We can use a large language model to generate an embedding that might look something like this:
[-0.28081661462783813,-0.19738759100437164,0.02586386539041996,0.024890132248401642,0.07714278995990753,-0.1713564246892929,-0.10289978235960007,0.22950506210327148,-0.0280305165797472,0.08096414804458618,0.06055774167180061,0.014634222723543644,-0.16451555490493774,-0.26197656989097595,0.23742054402828217,-0.4975569546222687,-0.00656033493578434,-0.14621023833751678,-0.2378271520137787,0.027298960834741592,0.0393340028822422,-0.1777578592300415,0.21231436729431152,-0.1742742657661438,0.34695351123809814,-0.2076600342988968,-0.380169540643692,0.14696519076824188,0.1946181058883667,0.25933799147605896,-0.017670592293143272,0.06639852374792099,-0.214995875954628,0.22445939481258392,-0.105390764772892,-0.057460349053144455,0.1052788496017456,-0.13363845646381378,-0.004564173519611359,-0.3614486753940582,-0.23518246412277222,-0.12644892930984497,0.37349656224250793,0.15370984375476837,-0.1988227367401123,0.05929525941610336, …]
The length of embedding vectors depends on the model, but typically they’re between 512 to 1024 bytes.
We can also generate an embedding for a prompt such as the one in our example:
What is the latest movie featuring the character Indiana Jones?
To retrieve relevant information for our prompt, we can use vector search to find embeddings of movie plots that are similar to the prompt to discover the movie titles and their release year, and add that information in a rewritten prompt that we give to the LLM to generate the final output.
To perform the similarity search efficiently, there are special-purpose vector databases such as Pinecone, but there are also database extensions such as pgvector for Postgres, and libSQL's native vector search.
In a relational database, embeddings can be just columns as part of the data.
We might have a table called movies
with movie title, release year, and embedding as columns:
CREATE TABLE movies (
title TEXT,
year INT,
embedding F32_BLOB(3)
);
If you have used SQLite before, the F32_BLOB(3)
column type probably looks a bit odd — However, SQLite column types are treated more as hints than anything, so this part requires no changes to SQLite, the embedding
column will essentially be a blob.
With a movies
table, to insert vector data into the table, we implemented a vector()
function, which takes a text representation of a vector and converts it into a binary representation for storing in the database. For example, adding all the Indiana Jones movies would look something like this:
INSERT INTO movies VALUES ('Raiders of the Lost Ark', 1981, vector('[3,4,5]'));
INSERT INTO movies VALUES ('Indiana Jones and the Temple of Doom', 1984, vector('[2,4,6]'));
INSERT INTO movies VALUES ('Indiana Jones and the Last Crusade', 1989, vector('[3,4,5]'));
INSERT INTO movies VALUES ('Indiana Jones and the Kingdom of the Crystal Skull', 2008, vector('[3,4,5]'));
INSERT INTO movies VALUES ('Indiana Jones and the Dial of Destiny', 2023, vector('[3,4,5]'));
As a final piece of the puzzle, we also implemented a vector_distance_cos()

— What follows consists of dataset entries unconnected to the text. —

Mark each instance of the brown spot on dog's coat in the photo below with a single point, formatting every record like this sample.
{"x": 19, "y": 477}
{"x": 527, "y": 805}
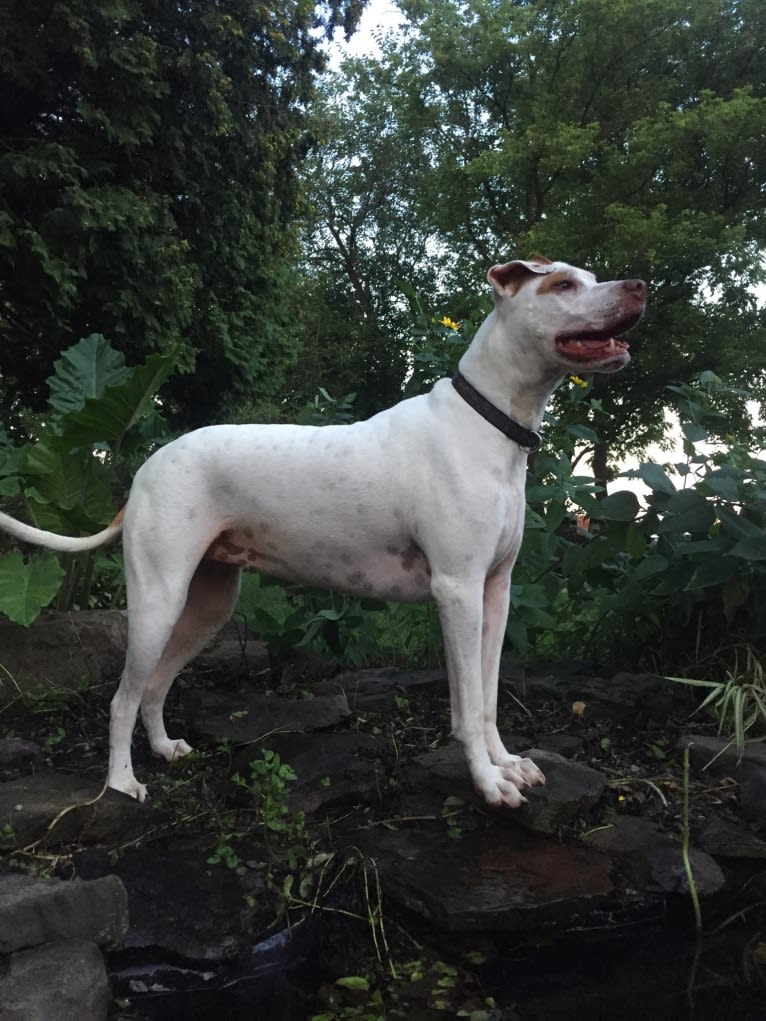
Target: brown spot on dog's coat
{"x": 552, "y": 281}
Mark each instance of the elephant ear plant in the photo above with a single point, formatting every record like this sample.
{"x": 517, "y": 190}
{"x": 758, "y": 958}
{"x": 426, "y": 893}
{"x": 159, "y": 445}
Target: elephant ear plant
{"x": 102, "y": 419}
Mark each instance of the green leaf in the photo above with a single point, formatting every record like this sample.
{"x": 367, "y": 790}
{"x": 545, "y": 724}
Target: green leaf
{"x": 582, "y": 433}
{"x": 693, "y": 433}
{"x": 656, "y": 478}
{"x": 714, "y": 571}
{"x": 353, "y": 982}
{"x": 751, "y": 548}
{"x": 27, "y": 586}
{"x": 697, "y": 519}
{"x": 622, "y": 505}
{"x": 85, "y": 371}
{"x": 651, "y": 566}
{"x": 107, "y": 419}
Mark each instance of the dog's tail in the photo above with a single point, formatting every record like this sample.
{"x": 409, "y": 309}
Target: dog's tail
{"x": 61, "y": 543}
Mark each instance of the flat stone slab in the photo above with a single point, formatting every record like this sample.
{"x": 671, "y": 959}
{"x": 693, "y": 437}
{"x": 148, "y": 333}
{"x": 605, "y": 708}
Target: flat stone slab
{"x": 571, "y": 788}
{"x": 725, "y": 839}
{"x": 330, "y": 769}
{"x": 376, "y": 689}
{"x": 58, "y": 650}
{"x": 251, "y": 717}
{"x": 487, "y": 881}
{"x": 57, "y": 809}
{"x": 64, "y": 980}
{"x": 40, "y": 911}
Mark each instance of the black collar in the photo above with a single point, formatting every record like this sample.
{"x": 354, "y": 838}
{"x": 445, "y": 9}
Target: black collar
{"x": 528, "y": 440}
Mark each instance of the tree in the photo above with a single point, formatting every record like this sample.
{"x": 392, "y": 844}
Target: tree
{"x": 367, "y": 258}
{"x": 625, "y": 137}
{"x": 148, "y": 185}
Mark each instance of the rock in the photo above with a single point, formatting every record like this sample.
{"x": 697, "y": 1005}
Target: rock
{"x": 376, "y": 690}
{"x": 485, "y": 881}
{"x": 40, "y": 911}
{"x": 753, "y": 793}
{"x": 623, "y": 698}
{"x": 725, "y": 839}
{"x": 61, "y": 981}
{"x": 181, "y": 906}
{"x": 563, "y": 744}
{"x": 17, "y": 756}
{"x": 330, "y": 769}
{"x": 668, "y": 873}
{"x": 77, "y": 808}
{"x": 652, "y": 860}
{"x": 60, "y": 650}
{"x": 570, "y": 790}
{"x": 231, "y": 655}
{"x": 249, "y": 717}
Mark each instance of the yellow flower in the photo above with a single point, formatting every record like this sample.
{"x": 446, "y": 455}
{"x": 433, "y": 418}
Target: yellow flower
{"x": 445, "y": 321}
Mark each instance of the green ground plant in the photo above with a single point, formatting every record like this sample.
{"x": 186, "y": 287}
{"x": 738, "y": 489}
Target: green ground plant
{"x": 738, "y": 700}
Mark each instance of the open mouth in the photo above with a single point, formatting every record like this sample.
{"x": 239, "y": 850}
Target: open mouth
{"x": 595, "y": 345}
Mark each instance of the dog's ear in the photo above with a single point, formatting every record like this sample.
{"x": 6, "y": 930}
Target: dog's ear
{"x": 509, "y": 277}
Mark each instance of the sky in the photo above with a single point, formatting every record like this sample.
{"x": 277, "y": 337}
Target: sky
{"x": 384, "y": 15}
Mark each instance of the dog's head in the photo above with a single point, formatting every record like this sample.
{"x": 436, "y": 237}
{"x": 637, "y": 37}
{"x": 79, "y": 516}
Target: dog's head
{"x": 579, "y": 322}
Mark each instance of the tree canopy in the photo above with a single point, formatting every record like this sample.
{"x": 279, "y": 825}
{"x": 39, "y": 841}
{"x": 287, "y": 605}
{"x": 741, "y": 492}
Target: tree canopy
{"x": 148, "y": 185}
{"x": 629, "y": 138}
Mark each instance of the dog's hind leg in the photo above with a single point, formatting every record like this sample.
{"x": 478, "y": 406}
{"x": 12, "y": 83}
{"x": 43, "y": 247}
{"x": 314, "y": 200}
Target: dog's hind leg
{"x": 212, "y": 593}
{"x": 159, "y": 589}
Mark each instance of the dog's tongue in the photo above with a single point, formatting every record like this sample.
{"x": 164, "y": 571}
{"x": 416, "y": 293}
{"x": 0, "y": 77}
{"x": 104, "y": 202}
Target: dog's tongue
{"x": 585, "y": 349}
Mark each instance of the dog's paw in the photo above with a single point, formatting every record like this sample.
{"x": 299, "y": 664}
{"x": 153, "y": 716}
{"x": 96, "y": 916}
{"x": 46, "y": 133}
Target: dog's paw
{"x": 497, "y": 788}
{"x": 523, "y": 772}
{"x": 171, "y": 750}
{"x": 131, "y": 787}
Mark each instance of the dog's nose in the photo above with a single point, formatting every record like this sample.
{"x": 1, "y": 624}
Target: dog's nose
{"x": 636, "y": 287}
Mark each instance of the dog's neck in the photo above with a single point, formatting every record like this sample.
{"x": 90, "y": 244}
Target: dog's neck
{"x": 510, "y": 375}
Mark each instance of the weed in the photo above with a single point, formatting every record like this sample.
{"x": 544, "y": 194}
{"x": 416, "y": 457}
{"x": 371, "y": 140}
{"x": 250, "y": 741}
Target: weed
{"x": 738, "y": 701}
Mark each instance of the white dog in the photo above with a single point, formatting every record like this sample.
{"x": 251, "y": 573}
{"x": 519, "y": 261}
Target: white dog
{"x": 424, "y": 499}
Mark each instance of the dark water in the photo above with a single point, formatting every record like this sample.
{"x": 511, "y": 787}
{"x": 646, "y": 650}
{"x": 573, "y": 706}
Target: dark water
{"x": 656, "y": 973}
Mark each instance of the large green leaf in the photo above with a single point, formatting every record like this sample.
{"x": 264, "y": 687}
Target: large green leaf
{"x": 699, "y": 518}
{"x": 85, "y": 371}
{"x": 655, "y": 477}
{"x": 714, "y": 571}
{"x": 622, "y": 505}
{"x": 67, "y": 480}
{"x": 106, "y": 419}
{"x": 28, "y": 586}
{"x": 751, "y": 548}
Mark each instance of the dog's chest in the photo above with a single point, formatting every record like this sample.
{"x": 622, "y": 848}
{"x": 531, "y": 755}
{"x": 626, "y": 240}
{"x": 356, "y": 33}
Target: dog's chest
{"x": 394, "y": 570}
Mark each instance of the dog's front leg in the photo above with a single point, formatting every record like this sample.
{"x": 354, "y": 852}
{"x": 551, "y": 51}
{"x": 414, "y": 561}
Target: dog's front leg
{"x": 461, "y": 611}
{"x": 495, "y": 609}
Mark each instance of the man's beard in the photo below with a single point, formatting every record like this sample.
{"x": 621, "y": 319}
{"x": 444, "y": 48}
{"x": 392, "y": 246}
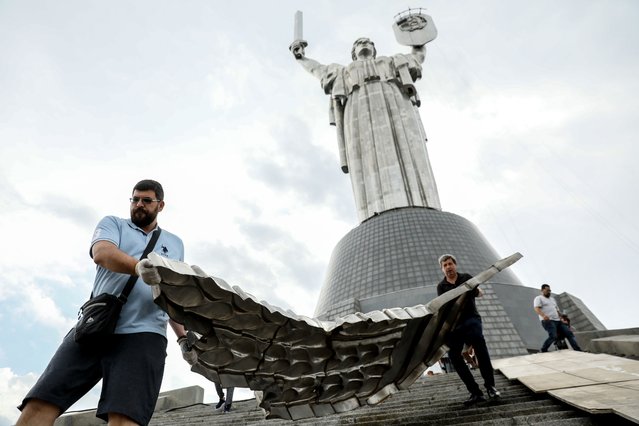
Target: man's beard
{"x": 143, "y": 219}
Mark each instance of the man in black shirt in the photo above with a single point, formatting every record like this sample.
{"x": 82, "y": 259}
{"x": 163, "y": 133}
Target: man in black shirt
{"x": 469, "y": 331}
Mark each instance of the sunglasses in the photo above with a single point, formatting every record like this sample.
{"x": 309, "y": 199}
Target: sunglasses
{"x": 145, "y": 200}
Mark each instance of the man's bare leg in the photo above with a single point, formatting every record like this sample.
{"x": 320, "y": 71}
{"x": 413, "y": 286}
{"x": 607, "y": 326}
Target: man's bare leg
{"x": 38, "y": 413}
{"x": 117, "y": 419}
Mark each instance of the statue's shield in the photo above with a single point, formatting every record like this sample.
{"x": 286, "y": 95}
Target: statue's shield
{"x": 413, "y": 28}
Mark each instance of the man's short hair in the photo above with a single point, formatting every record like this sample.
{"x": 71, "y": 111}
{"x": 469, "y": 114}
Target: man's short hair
{"x": 444, "y": 257}
{"x": 150, "y": 185}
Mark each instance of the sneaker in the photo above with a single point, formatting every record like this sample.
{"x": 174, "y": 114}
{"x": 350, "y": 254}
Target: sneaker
{"x": 474, "y": 399}
{"x": 493, "y": 393}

function, which returns the cosine distance between two vectors. We can use the function with ORDER BY
and LIMIT
to return the exact top-k similar vectors as follows:
SELECT title, year FROM movies ORDER BY vector_distance_cos(embedding, vector('[5,6,7]')) LIMIT 3
The SQL query performs an exact nearest neighbor search, which returns vectors closest to each other. Although this approach works well with smaller data sets, it only scales to small amounts of embeddings. Every query has to traverse through all of them because the SQL query is a full table scan.
What we need to scale to a significant number of embeddings is an approximate nearest-neighbour search — we'll learn about that in the next installment.